Au cours des années 70, la RTB, aujourd’hui tant décriée pour son manque d’intérêt envers la musique traditionnelle, a joué un rôle très important dans la promotion de cette musique. Pas uniquement de la musique d’ailleurs, tant il est vrai qu’en matière de tradition la musique, et le chant, sont indissociables de la langue, des fêtes, des coutumes ...
C’est dans le terreau de 1968 avec sa répulsion pour la grande industrie et le recentrage sur les " vraies valeurs " de la fraternité humaine, que le régionalisme se développe. Wallons, qui sommes-nous ? " Textodrome ", " Village d’hier, aujourd’hui " et " Wallodrome " : ces noms d’émissions de la RTB Namur au début des années 70 parlent d’eux-mêmes. C’est Bernard Gillain, avec la complicité très active de Julos Beaucarne, qui réalise ces émissions qui parlent des gens et qui vont à leur rencontre dans les villages, collectant ainsi chansons et poèmes.
Au même moment, à Liège, Françoise Lempereur prépare le premier mémoire universitaire consacré à la chanson traditionnelle wallonne. Quoi de mieux que les ondes offertes par une émission en dialecte pour lancer un appel ? Un quart d'heure par semaine, elle explique une danse (un vieux cramignon par exemple), passe des disques, chante elle-même en s'accompagnant à la guitare et demande aux gens de la province qui connaissent d'autres chansons de lui écrire. Le résultat en 1972 est enthousiasmant avec près de 700 documents sonores récoltés chez les gens.

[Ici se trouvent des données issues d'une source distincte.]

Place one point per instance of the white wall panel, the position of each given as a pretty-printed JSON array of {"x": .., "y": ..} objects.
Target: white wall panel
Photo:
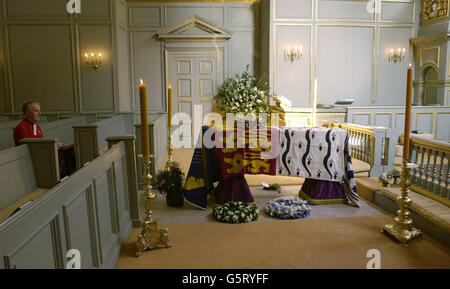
[
  {"x": 391, "y": 77},
  {"x": 383, "y": 119},
  {"x": 175, "y": 14},
  {"x": 293, "y": 79},
  {"x": 147, "y": 65},
  {"x": 3, "y": 98},
  {"x": 344, "y": 10},
  {"x": 243, "y": 50},
  {"x": 424, "y": 122},
  {"x": 397, "y": 11},
  {"x": 146, "y": 16},
  {"x": 95, "y": 9},
  {"x": 345, "y": 63},
  {"x": 293, "y": 9},
  {"x": 36, "y": 9},
  {"x": 242, "y": 16},
  {"x": 123, "y": 70},
  {"x": 442, "y": 126},
  {"x": 42, "y": 66},
  {"x": 97, "y": 86}
]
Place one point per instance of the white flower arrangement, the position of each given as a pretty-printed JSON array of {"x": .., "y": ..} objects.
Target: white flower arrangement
[
  {"x": 236, "y": 212},
  {"x": 288, "y": 208},
  {"x": 243, "y": 93}
]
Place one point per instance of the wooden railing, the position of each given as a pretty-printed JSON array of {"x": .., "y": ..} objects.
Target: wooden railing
[
  {"x": 372, "y": 145},
  {"x": 431, "y": 177},
  {"x": 362, "y": 141}
]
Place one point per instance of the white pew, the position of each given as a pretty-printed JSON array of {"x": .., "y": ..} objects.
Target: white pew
[
  {"x": 88, "y": 211},
  {"x": 90, "y": 140}
]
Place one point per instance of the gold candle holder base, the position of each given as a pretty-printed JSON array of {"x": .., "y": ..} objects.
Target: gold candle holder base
[
  {"x": 151, "y": 236},
  {"x": 169, "y": 145},
  {"x": 403, "y": 230}
]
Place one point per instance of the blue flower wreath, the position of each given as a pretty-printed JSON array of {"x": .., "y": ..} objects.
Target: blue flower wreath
[{"x": 288, "y": 208}]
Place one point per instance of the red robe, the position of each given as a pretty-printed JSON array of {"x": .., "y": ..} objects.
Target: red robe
[{"x": 26, "y": 129}]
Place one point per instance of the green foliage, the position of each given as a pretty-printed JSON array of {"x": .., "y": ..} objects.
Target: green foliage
[
  {"x": 236, "y": 212},
  {"x": 244, "y": 94},
  {"x": 394, "y": 174},
  {"x": 169, "y": 180},
  {"x": 274, "y": 187}
]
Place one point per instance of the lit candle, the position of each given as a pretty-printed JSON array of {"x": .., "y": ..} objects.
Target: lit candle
[
  {"x": 144, "y": 122},
  {"x": 169, "y": 109},
  {"x": 314, "y": 103},
  {"x": 407, "y": 114}
]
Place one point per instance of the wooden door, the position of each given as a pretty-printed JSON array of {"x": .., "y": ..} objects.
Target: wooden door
[{"x": 195, "y": 76}]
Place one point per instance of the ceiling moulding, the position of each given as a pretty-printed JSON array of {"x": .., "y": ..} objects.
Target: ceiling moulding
[
  {"x": 216, "y": 1},
  {"x": 194, "y": 27}
]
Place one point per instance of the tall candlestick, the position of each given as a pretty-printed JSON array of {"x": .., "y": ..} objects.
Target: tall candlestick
[
  {"x": 407, "y": 114},
  {"x": 170, "y": 107},
  {"x": 144, "y": 121},
  {"x": 314, "y": 103}
]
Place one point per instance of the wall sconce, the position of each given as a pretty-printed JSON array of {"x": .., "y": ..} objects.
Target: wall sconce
[
  {"x": 92, "y": 60},
  {"x": 397, "y": 55},
  {"x": 293, "y": 54}
]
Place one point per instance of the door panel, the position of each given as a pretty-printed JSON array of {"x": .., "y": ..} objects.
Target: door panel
[{"x": 195, "y": 76}]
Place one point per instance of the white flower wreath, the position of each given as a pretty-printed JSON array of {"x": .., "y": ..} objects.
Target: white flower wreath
[
  {"x": 236, "y": 212},
  {"x": 288, "y": 208}
]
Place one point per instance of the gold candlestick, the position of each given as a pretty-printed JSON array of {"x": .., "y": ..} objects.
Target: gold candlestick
[
  {"x": 169, "y": 121},
  {"x": 169, "y": 146},
  {"x": 151, "y": 236},
  {"x": 403, "y": 230}
]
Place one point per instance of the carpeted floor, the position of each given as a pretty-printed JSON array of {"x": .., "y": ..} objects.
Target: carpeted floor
[
  {"x": 333, "y": 236},
  {"x": 301, "y": 243}
]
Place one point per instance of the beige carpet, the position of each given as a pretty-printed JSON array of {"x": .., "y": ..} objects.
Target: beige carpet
[{"x": 301, "y": 243}]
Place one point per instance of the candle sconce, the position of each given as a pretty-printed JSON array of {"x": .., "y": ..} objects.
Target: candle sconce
[
  {"x": 93, "y": 60},
  {"x": 293, "y": 54},
  {"x": 396, "y": 55}
]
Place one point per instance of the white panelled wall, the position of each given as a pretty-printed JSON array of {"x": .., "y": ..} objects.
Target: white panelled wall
[{"x": 345, "y": 46}]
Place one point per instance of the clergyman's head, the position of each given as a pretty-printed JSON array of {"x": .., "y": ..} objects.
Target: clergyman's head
[{"x": 31, "y": 110}]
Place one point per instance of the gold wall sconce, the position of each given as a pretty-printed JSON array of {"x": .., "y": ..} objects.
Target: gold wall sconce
[
  {"x": 93, "y": 60},
  {"x": 293, "y": 53},
  {"x": 396, "y": 55}
]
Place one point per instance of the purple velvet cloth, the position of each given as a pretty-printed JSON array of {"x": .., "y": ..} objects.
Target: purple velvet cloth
[
  {"x": 234, "y": 189},
  {"x": 322, "y": 190}
]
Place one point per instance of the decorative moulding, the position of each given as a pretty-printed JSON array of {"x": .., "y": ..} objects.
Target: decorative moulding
[{"x": 195, "y": 27}]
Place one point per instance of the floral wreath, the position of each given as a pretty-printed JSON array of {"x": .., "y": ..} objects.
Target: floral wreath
[
  {"x": 236, "y": 212},
  {"x": 288, "y": 208}
]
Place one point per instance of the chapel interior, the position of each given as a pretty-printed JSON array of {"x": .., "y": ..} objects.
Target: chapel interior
[{"x": 111, "y": 74}]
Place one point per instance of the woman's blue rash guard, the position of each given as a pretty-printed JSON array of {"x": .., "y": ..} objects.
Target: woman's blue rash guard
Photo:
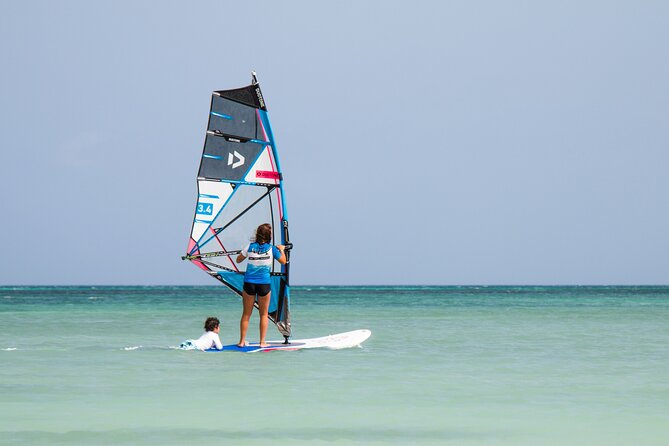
[{"x": 260, "y": 262}]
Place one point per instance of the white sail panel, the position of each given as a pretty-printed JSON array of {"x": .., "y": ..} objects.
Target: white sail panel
[
  {"x": 263, "y": 170},
  {"x": 212, "y": 195}
]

A Liège également, de 1972 à 1975, Richard Kalisz et Michel Gheude réalisent " Contraste Soir ", une émission très engagée, consacrée essentiellement aux chansons ouvrières et sociales, et qui a aussi organisé des concerts folk à Liège. Françoise Lempereur n’y participe qu’un moment : les vieilles personnes qu’elle souhaite rencontrer ne sont pas des intellectuels d’extrême gauche, elle quitte donc l’émission et s’engage à plein temps dans les émissions wallonnes de Liège.
La télévision, beaucoup plus discrètement, participe au mouvement. Ainsi, un court métrage sur le folklore musical des Hautes Fagnes paraît en 1974 : on y trouve Elisabeth Melchior, Henri Crasson et Mathieu Michel.
En 1973, Bernard Gillain juge que la radio ne suffit plus. Avec Jofroi, Julos Beaucarne et d’autres, il lance le festival de Champs, un rassemblement autour de la culture populaire wallonne. Constant Charneux, Henri Schmitz, les textes de Julos, les groupes folk wallons : durant trois ans jusqu’en 1975, la fête est bien gaie et prend de l’ampleur, mais sans doute moins que ce que Bernard Gillain espérait.
1975 voit un changement de stratégie. D’une part " Wallodrome " est remplacé par " Marie Clap Sabots " qui parcourt les villages à la recherche du folklore musical ; d’autre part Bernard Gillain se radicalise et veut s’adresser aussi aux masses ouvrières dans une fête plus internationale, donc moins wallonne : le Temps des Cerises voit le jour en 1976. En 1979, il a 50.000 visiteurs ... mais guère d’ouvriers.
Pendant ce temps, Françoise Lempereur continue ses enquêtes. En 1978, par un appel à la RTB Liège, sur les chansons enfantines. De 1973 à 1980, sur les Wallons du Wisconsin. Les différentes enquêtes de Françoise Lempereur constituent le matériau des disques de la série " Anthologie du Folklore Wallon " publiée par le CACEF de 1975 à 1981.
En 1982, l’émission Marie Clap Sabots, qui fut longtemps si populaire, ferme ses portes. La mode du folk est passée. Aujourd’hui la RTBF, en quête d’audimat au détriment de sa mission de service public, ne s’intéresse quasiment plus à la musique traditionnelle wallonne.